I wonder what we mean when we say or think things such as "I cannot live like this any longer," or "I just cannot take this any longer"? Those of us who, for whatever reason, are not suicidal are expressing soulful frustration, I think, but we keep going, somehow. I say those things but I keep going.

Even sixteen years ago, when my depression caused me to become mute, I do not believe that I reached as low a point than I have at this moment. Never.

I do not know what to do.

This is a frightening feeling. I am stuck. I wish that I could pull a Billy Pilgrim and become unstuck in time.

Kurt Vonnegut was born on this date. November 11, 1922, I think. His mother killed herself by swallowing Drano. So it goes. He killed himself with Pall Mall cigarettes. Everyone must go at some time.

It is early in the evening 7:30pm CST. What to do?
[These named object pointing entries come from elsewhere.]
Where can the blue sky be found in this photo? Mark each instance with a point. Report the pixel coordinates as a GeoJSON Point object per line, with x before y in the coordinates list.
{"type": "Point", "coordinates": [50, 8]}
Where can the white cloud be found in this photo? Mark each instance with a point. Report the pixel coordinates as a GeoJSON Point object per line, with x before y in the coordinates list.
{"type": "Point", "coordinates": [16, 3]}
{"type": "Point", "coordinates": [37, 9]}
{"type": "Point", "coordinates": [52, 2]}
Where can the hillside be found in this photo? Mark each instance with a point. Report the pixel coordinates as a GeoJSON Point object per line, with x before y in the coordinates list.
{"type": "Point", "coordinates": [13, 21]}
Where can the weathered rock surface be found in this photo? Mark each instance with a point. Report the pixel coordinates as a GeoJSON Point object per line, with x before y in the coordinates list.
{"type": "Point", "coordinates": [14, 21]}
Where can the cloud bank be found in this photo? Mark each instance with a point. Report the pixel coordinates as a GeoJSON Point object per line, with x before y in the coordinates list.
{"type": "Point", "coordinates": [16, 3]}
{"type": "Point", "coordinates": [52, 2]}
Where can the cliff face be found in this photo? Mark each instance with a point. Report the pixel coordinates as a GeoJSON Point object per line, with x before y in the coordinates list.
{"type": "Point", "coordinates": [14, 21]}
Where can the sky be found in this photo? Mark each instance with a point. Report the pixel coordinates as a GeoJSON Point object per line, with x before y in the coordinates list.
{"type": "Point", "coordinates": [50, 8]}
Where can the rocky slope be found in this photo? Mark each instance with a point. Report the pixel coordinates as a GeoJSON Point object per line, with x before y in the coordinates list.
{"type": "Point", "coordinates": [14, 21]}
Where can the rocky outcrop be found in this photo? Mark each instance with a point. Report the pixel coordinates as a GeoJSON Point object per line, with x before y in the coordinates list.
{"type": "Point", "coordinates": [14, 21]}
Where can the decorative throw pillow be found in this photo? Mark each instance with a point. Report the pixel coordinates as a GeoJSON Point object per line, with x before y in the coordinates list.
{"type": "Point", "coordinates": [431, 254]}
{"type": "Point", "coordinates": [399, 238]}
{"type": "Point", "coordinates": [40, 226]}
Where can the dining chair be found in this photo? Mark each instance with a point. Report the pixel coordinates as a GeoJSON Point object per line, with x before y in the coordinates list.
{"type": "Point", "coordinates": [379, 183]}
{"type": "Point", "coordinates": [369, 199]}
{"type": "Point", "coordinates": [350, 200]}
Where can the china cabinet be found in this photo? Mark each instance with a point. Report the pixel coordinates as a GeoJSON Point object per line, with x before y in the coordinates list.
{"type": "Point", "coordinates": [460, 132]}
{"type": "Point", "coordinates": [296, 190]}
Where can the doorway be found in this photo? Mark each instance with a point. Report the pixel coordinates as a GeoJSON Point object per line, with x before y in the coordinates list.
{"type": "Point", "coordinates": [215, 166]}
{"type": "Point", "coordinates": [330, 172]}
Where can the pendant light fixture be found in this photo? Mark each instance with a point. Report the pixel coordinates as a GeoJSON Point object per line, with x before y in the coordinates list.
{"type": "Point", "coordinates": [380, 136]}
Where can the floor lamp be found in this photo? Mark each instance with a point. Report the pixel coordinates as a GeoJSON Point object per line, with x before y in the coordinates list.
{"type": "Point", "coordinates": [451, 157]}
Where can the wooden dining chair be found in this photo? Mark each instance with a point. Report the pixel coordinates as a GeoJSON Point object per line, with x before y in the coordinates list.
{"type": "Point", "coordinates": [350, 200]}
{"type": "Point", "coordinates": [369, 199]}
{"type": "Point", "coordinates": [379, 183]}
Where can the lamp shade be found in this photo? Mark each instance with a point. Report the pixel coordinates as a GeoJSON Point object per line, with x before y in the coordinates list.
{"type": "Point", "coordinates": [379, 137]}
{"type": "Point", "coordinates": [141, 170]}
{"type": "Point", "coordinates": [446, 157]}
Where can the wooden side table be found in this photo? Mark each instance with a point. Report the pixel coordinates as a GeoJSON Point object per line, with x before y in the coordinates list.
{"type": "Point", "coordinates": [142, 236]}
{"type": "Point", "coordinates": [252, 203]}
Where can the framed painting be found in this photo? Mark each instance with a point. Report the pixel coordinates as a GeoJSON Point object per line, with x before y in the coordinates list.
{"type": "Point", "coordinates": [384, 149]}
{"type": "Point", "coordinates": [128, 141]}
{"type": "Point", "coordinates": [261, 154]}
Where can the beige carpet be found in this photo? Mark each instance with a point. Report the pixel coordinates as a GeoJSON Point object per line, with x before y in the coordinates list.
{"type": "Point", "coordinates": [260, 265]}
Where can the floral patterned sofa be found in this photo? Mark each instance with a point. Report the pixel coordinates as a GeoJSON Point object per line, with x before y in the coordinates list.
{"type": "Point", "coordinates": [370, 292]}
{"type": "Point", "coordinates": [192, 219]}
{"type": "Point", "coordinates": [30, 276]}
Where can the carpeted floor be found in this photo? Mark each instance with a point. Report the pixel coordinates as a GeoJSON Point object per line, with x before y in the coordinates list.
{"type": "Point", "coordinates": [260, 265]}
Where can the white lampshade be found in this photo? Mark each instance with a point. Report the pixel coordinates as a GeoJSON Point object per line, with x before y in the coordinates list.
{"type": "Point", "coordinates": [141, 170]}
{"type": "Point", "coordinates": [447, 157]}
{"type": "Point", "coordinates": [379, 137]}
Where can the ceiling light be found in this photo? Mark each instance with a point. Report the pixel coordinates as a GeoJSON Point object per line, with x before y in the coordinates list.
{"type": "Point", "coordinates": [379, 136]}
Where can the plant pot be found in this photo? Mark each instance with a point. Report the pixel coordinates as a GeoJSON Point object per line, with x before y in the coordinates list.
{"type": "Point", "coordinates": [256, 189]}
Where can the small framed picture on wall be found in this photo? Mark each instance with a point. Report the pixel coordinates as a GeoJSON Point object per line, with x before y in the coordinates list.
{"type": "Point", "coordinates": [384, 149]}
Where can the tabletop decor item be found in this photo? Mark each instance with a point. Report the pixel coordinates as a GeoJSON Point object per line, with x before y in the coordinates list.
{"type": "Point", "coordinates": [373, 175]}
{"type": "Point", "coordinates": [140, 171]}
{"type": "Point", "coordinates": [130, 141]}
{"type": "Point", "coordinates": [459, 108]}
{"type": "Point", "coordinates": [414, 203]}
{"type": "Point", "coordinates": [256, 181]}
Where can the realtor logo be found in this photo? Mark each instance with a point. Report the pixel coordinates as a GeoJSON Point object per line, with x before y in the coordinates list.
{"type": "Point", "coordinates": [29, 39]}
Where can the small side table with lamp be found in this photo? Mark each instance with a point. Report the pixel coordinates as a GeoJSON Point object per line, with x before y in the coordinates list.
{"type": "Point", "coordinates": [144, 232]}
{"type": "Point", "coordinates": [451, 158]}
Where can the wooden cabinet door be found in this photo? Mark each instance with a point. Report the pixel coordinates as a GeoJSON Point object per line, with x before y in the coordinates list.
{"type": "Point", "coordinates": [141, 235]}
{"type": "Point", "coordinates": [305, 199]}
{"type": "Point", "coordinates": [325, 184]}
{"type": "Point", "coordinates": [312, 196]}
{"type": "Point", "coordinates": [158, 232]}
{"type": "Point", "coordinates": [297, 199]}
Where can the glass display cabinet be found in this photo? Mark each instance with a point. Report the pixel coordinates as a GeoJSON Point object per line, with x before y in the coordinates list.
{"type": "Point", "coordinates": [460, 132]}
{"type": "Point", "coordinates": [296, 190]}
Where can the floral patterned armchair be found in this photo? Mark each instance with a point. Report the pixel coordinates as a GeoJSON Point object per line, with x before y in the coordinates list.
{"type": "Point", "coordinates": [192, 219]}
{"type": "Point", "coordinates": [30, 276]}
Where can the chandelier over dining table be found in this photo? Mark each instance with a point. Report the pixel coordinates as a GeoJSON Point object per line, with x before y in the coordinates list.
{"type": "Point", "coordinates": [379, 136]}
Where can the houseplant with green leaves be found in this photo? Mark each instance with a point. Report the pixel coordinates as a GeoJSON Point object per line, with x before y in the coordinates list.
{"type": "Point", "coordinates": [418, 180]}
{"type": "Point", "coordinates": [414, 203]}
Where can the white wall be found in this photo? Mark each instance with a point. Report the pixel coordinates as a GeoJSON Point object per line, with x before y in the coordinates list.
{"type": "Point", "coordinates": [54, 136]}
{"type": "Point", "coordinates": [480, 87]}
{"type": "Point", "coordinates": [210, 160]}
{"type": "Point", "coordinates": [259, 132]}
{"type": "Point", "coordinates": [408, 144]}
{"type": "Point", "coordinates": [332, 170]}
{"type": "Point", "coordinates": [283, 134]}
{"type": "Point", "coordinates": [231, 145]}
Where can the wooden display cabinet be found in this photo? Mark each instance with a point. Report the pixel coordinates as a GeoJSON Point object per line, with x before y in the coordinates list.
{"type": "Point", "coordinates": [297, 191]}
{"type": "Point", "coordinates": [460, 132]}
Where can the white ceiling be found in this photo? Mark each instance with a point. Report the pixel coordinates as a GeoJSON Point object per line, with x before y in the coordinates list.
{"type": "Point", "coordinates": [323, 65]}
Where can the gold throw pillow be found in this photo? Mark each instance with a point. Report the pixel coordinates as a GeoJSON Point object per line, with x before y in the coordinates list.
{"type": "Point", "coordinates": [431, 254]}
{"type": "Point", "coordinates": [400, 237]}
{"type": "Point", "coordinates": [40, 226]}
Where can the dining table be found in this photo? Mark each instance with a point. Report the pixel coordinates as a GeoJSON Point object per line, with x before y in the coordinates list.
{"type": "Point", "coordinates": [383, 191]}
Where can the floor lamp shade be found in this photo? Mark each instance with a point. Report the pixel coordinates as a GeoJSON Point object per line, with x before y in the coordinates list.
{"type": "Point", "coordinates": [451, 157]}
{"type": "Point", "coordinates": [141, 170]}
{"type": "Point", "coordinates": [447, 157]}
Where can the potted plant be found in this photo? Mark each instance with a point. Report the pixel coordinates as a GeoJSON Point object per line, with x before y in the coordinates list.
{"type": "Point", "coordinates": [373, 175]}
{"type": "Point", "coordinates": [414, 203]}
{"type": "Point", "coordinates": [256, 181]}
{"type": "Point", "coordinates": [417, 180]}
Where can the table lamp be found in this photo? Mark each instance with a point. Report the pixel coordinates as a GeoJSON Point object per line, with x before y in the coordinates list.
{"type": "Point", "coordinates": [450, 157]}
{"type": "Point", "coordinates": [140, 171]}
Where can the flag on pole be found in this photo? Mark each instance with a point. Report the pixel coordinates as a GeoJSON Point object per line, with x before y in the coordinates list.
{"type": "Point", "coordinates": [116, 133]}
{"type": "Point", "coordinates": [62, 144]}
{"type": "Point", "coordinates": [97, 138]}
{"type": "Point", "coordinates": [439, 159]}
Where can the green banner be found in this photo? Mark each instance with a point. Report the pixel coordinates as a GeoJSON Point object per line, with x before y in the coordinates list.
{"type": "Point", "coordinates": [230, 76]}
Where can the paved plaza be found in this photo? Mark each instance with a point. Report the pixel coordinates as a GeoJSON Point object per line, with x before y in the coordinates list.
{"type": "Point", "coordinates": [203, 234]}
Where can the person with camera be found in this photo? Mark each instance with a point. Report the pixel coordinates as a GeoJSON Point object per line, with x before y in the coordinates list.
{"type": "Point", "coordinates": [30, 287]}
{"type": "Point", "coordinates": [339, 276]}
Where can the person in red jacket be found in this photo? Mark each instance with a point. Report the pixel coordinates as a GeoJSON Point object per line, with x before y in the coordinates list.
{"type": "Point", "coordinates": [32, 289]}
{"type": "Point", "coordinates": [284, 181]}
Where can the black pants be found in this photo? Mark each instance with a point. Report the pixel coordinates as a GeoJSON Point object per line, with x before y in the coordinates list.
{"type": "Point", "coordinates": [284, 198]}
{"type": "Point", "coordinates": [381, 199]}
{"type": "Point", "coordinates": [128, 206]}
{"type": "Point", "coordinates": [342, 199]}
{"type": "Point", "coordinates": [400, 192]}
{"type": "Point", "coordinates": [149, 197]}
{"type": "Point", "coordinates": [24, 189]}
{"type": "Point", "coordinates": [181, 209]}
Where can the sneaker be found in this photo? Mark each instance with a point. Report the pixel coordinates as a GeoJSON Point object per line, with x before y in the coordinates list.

Take care, everyone. Take very good care.
What you need to do is what we all keep doing. We keep going, have each other's backs, and forge on through the unknown. I have family and friends who want to support me but, thankfully, they don't understand what I'm going through. My psychiatrist and therapist try to help me but, while well educated, they don't have the illness so how can they understand? The only one that might have understood was my father-in-law but he "checked out" a few years ago. I saw what that did to his family. It's funny. People say it's the coward's way out but I think it takes a lot of courage and strength to do that. At the same time, I know it's also not the answer. You don't send your car to the junk yard for a flat tire and you don't write off a friend because they missed your birthday. So why do something to yourself because the answer to your problems isn't easy? When we say we can't keep going or doing this, we're speaking out of frustration and because the answer to our problems isn't easily obtainable. But we can't give up. We just have to dig deeper and find the strength to keep fighting. Take very good care of yourself too. You are important.